We have each line that is separated by `\n` and the name of the photo and its description are separated with `\t`.

In [90]:
doc = corpus.split('\n')
photo_to_desc = dict()

# We need to use doc[:-1] because the last line is an empty line
for i in doc[:-1]:
    photo_id, desc = i.split('\t')
    photo_id = photo_id[:-2]
    if photo_id in photo_to_desc.keys():
        photo_to_desc[photo_id].append(desc)
    else:
        photo_to_desc[photo_id] = [desc]

## 3. Clean Descriptions

In [91]:
for key, desc_lst in photo_to_desc.items():
    for idx, desc in enumerate(desc_lst):
        # Lower case
        desc = desc.lower()
        # Punctuation
        for p in string.punctuation:
            desc = desc.replace(p, '')
        # Remove words that contain numbers
        for word in desc:
            if not word.isalpha() and word != ' ':
                desc = desc.replace(word, '')
        # Remove whitespaces at the end and at the beginning
        desc = desc.strip()

        photo_to_desc[key][idx] = desc

In [92]:
print(photo_to_desc['1000268201_693b08cb0e.jpg'])

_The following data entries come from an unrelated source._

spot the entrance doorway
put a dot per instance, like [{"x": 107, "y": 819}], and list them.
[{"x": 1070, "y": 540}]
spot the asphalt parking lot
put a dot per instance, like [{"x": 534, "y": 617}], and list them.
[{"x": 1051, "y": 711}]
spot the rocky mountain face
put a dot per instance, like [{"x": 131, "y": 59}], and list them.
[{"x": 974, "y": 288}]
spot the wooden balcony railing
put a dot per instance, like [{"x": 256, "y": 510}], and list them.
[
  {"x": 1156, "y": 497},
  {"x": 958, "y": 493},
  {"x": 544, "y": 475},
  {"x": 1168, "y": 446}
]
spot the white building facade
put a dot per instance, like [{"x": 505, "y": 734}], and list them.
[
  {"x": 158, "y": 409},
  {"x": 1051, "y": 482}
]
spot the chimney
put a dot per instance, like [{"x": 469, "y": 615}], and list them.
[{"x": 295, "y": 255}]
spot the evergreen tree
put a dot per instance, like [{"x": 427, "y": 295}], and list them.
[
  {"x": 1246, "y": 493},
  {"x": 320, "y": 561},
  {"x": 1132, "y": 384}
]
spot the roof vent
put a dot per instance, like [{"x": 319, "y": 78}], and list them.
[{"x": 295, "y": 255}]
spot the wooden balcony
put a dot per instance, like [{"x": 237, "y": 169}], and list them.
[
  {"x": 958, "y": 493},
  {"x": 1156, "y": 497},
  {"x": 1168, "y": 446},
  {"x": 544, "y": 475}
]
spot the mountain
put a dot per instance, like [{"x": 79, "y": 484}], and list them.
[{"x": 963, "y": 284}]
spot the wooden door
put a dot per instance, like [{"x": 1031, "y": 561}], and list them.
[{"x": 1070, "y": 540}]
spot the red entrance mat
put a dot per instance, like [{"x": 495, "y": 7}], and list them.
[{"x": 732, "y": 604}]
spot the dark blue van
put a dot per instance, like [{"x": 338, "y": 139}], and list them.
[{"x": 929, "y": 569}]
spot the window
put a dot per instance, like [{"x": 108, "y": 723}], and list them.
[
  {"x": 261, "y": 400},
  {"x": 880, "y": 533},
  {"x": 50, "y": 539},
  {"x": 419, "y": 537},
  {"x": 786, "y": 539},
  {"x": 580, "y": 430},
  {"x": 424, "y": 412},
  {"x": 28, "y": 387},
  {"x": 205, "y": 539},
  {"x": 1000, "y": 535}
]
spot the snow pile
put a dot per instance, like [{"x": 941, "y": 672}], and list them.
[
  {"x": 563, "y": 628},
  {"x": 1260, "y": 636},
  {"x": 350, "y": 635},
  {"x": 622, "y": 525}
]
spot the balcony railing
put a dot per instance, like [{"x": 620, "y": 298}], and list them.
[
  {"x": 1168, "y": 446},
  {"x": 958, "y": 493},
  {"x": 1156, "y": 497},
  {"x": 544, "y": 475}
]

['a child in a pink dress is climbing up a set of stairs in an entry way', 'a girl going into a wooden building', 'a little girl climbing into a wooden playhouse', 'a little girl climbing the stairs to her playhouse', 'a little girl in a pink dress going into a wooden cabin']


## 4. Create Vocabolary

In [93]:
vocab = set()

for key in photo_to_desc.keys():
    [vocab.update(d.split()) for d in photo_to_desc[key]]

## 5. Save The Cleaned Data

In [95]:
lines = list()

for key, desc_lst in photo_to_desc.items():
    for desc in desc_lst:
        lines.append(f"{key} {desc}")

data = '\n'.join(lines)

with open('descriptions.txt', 'w') as f:
    f.write(data)